Editor:
One paragraph in the article “Teachers want more prep time” (Sept. 17) piqued my interest on how history gets lost in time.
I somehow knew the “why” of teaching this keyboard class would be lost. The keyboard class the Foster teacher referred to was a piano keyboard class, not computer keyboarding.
The piano keyboard class was one I taught to every third-grade student in the district because it required the use of both left and right hand finger movements simultaneously, and for good reason. This is one task that requires the mind to perform a task using both the left and right sides of the brain in conjunction with one another. Computer keyboarding does not; it is left, right etc.
Teacher training involves educating the mind of the student and nothing on the basic structure of neurobiology. The brain and the mind are two different things. The brain is like computer hardware, and the mind is like the software that goes into the computer to give it function. If the hardware is not wired for an advanced software programs the computer either slows down trying to find the connections or doesn’t compute. This is the best analogy I have heard relating to brain/mind function.
Neural connections are made in the brain prior to birth. They regulate breathing, heartbeat, body temperature and produce reflexes. After birth trillions of more connections are made with the brain wiring itself between neurons with axons via electrical and chemical exchanges.
The corpus callosum is a band of transverse nerve fibers between hemispheres (left/right) of the brain. If neural connections are made prior to ages 8 to 10 years, depending on function, they remain connected for life. If not the brain prunes to get rid of unneeded connections. A two year old child has twice the density of connections as an adult.
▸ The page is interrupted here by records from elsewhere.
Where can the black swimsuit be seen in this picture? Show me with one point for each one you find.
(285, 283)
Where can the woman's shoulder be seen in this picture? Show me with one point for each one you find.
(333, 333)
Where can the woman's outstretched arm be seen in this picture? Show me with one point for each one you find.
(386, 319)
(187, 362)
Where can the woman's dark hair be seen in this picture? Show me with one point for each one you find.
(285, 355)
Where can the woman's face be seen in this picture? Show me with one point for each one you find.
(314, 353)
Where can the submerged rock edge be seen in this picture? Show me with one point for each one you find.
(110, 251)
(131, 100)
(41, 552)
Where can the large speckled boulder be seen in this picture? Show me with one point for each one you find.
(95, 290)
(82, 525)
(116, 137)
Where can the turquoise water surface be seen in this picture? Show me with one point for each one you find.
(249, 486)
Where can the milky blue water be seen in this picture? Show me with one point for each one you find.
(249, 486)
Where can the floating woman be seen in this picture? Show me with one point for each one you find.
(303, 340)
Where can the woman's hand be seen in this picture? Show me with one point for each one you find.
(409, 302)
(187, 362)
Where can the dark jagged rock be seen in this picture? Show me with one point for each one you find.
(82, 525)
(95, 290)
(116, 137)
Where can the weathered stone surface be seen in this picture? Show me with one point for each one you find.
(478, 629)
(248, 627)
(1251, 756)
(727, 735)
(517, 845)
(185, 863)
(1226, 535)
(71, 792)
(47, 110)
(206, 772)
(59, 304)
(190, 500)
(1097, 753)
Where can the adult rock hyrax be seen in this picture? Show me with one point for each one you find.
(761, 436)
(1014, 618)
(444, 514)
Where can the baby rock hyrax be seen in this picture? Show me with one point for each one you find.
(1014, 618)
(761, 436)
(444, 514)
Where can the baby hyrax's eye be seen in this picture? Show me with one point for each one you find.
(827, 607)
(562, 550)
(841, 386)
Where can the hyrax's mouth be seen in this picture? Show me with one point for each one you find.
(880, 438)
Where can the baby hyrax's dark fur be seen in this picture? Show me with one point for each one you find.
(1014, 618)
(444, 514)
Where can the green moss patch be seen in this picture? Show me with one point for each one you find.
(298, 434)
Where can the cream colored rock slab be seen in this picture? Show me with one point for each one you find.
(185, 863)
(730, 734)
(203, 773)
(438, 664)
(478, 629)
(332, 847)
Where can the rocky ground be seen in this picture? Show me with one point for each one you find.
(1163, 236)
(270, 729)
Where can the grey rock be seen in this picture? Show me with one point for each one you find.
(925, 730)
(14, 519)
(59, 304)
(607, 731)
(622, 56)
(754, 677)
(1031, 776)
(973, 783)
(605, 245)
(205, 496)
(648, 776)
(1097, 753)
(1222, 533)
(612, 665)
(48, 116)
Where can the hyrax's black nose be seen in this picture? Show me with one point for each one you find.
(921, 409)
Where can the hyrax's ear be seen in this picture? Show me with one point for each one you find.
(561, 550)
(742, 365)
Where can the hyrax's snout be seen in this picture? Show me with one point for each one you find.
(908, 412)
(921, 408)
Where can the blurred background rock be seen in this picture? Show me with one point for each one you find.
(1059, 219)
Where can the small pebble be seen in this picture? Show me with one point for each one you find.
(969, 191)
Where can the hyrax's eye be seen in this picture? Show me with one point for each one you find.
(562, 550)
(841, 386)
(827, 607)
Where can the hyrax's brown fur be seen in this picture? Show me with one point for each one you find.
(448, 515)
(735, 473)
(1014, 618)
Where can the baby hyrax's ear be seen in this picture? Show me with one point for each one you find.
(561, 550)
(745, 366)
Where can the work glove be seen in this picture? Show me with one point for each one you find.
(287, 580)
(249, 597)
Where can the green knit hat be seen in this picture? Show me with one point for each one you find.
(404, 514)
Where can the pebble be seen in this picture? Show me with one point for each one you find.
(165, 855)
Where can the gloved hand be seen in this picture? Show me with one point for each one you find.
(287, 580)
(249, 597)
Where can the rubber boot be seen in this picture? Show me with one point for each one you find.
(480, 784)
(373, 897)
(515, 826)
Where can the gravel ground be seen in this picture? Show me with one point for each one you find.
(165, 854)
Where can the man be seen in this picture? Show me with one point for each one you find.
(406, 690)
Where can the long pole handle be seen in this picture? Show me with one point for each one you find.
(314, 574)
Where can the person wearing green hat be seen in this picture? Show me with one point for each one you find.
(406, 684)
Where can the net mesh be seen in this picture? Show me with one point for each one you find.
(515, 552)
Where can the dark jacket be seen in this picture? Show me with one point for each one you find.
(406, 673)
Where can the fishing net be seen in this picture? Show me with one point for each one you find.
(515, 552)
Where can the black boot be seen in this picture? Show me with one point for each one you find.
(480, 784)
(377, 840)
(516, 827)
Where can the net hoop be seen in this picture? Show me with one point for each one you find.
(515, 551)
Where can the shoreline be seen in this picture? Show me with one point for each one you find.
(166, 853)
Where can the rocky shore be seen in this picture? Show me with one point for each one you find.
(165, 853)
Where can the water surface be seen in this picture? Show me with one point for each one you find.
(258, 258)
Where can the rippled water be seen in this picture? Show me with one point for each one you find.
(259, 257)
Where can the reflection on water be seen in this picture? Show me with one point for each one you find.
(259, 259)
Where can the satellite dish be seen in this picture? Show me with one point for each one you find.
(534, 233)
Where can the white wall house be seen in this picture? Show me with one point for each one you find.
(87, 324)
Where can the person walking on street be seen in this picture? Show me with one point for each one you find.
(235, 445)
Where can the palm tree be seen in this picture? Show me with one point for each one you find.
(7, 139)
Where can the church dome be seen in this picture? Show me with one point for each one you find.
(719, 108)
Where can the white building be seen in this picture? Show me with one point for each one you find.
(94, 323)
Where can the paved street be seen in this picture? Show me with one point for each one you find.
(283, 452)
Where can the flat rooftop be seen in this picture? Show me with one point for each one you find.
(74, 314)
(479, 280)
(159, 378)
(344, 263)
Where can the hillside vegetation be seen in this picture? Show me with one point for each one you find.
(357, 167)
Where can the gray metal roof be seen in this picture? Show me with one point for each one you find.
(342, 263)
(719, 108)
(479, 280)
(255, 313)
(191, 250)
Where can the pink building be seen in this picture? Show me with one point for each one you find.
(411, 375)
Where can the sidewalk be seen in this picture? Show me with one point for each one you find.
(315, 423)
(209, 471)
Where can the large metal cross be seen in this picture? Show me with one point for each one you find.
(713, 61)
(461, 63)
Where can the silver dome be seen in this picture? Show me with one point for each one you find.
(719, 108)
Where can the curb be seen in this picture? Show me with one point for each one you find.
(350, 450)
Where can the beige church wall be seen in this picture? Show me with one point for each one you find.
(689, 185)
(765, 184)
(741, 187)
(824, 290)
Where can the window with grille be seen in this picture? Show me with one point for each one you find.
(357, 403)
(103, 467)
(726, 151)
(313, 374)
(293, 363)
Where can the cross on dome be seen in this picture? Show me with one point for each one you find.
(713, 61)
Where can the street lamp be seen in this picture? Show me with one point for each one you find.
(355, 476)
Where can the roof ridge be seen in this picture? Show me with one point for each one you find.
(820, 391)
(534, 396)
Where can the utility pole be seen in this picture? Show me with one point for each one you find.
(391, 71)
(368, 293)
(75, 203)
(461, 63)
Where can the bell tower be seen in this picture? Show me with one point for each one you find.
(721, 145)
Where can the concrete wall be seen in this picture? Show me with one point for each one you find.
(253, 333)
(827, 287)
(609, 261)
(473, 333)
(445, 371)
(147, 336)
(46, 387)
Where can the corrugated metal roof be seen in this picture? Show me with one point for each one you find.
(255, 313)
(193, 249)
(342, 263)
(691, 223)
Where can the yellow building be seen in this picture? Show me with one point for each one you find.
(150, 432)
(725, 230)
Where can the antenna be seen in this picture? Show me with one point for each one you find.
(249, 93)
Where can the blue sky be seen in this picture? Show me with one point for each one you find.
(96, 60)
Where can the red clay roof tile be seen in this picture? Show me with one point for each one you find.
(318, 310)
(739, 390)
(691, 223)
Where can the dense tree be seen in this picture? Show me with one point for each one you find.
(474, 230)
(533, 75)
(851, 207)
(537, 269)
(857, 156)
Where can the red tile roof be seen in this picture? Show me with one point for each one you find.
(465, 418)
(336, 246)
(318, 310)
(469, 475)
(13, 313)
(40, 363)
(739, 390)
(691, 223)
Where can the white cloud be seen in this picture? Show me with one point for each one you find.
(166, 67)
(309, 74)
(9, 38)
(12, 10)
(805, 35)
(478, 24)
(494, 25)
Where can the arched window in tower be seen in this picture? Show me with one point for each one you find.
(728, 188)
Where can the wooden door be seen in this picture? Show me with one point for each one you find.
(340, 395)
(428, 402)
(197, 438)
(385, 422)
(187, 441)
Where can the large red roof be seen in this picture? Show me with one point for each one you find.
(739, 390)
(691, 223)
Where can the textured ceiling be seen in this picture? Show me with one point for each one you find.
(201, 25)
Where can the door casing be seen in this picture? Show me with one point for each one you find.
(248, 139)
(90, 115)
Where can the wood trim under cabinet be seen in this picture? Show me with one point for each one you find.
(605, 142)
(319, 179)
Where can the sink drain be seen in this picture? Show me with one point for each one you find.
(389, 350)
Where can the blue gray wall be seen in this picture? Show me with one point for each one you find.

Learning is not impossible after the pruning, but it is much slower if early connections have not been made. Reference the work of Dr. Carla Shatz, Head Dept. of Neurobiology, Harvard Univ.
Piano keyboarding makes the connections that are required for spatial-temporal reasoning if accomplished in early childhood. This reasoning is used for abstract thought.
This is one reason I pushed for this course offering for our students in Sweet Home. This course provides a win-win-win situation. Students receive: (1) music education, (2) spatial-temporal reasoning neural connections, and (3) teacher release time.